Ce qui rend la poussée chinoise encore plus intéressante, c’est qu’elle se produit malgré des handicaps évidents. Les contrôles américains sur les semi-conducteurs avancés n’ont pas disparu. L’accès chinois aux meilleures puces reste plus compliqué. Pourtant, Stanford note que nombre de développeurs chinois misent sur des architectures Mixture of Experts (MoE), précisément parce qu’elles permettent de tirer davantage de performance de ressources de calcul plus contraintes. En clair, la contrainte a servi d’aiguillon. La Chine a été poussée vers une culture de l’optimisation et du déploiement frugal, pendant que les États-Unis continuaient souvent à jouer la carte de la puissance de feu.

Faut-il en conclure que l’Amérique a perdu la main ? Non. Ce serait aller trop vite, et le rapport de Stanford ne dit pas cela. Les États-Unis gardent une avance financière énorme.

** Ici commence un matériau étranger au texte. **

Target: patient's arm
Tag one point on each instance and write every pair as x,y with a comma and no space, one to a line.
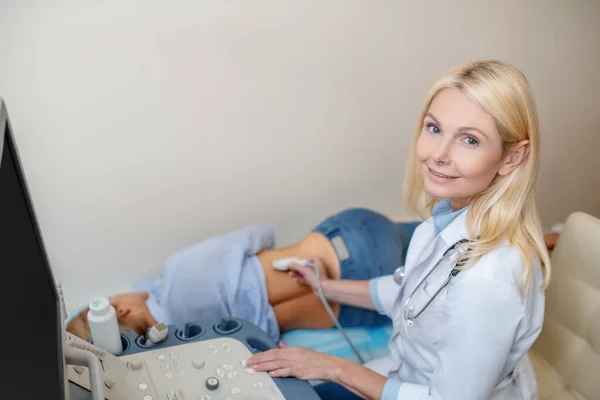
350,292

En 2025, l’investissement privé IA y a atteint 285,9 milliards de dollars, contre 12,4 milliards en Chine. Le pays reste aussi le premier terrain d’accueil des startups financées, avec 1 953 nouvelles entreprises IA financées en 2025, très loin devant le reste du monde. Le leadership américain demeure donc massif sur le capital, l’infrastructure et la profondeur de marché.

Mais là encore, le rapport introduit une nuance importante : regarder seulement l’investissement privé sous-estime probablement l’effort chinois, parce qu’une partie du financement passe par des fonds d’orientation publics et des véhicules liés aux priorités stratégiques de l’État. Stanford rappelle qu’entre 2000 et 2023, environ 912 milliards de dollars de ces “government guidance funds” ont été déployés à travers différents secteurs, dont l’IA. Pékin ne joue pas la même partie avec les mêmes instruments. Comparer dollar privé contre dollar privé ne suffit donc plus pour mesurer le vrai rapport de force.

Il y a enfin un dernier signal, plus discret mais politiquement lourd : l’attractivité américaine pour les talents ralentit. Stanford relève que le nombre de chercheurs et développeurs en IA s’installant aux États-Unis a chuté de 89 % depuis 2017, dont 80 % sur la dernière année observée. Cela ne signifie pas que l’Amérique cesse d’attirer ; cela signifie que son monopole symbolique sur le “centre du monde IA” se fissure. Dans une industrie où la masse critique d’experts compte autant que les capitaux, ce glissement mérite d’être surveillé de très près.

La vraie leçon du rapport 2026 de Stanford est donc moins spectaculaire qu’un slogan de guerre froide numérique, mais plus dérangeante pour Washington. La Chine n’a pas encore renversé la domination américaine. En revanche, elle a détruit l’idée selon laquelle cette domination serait naturellement durable, technologiquement écrasante et industriellement hors d’atteinte. Désormais, les États-Unis dominent encore le sommet fermé, coûteux, capitalistique de l’IA. La Chine, elle, conteste ce sommet tout en construisant quelque chose de potentiellement plus dangereux à long terme : une influence de diffusion, fondée sur les modèles ouverts, l’efficience, l’adoption et la capacité à devenir l’infrastructure invisible de l’IA mondiale.

Autrement dit, le match n’est plus “l’Amérique invente, la Chine suit”. Il devient : l’Amérique dépense plus, la Chine rattrape plus vite. Et dans les guerres technologiques, ce basculement-là vaut parfois davantage qu’une victoire provisoire au classement des benchmarks.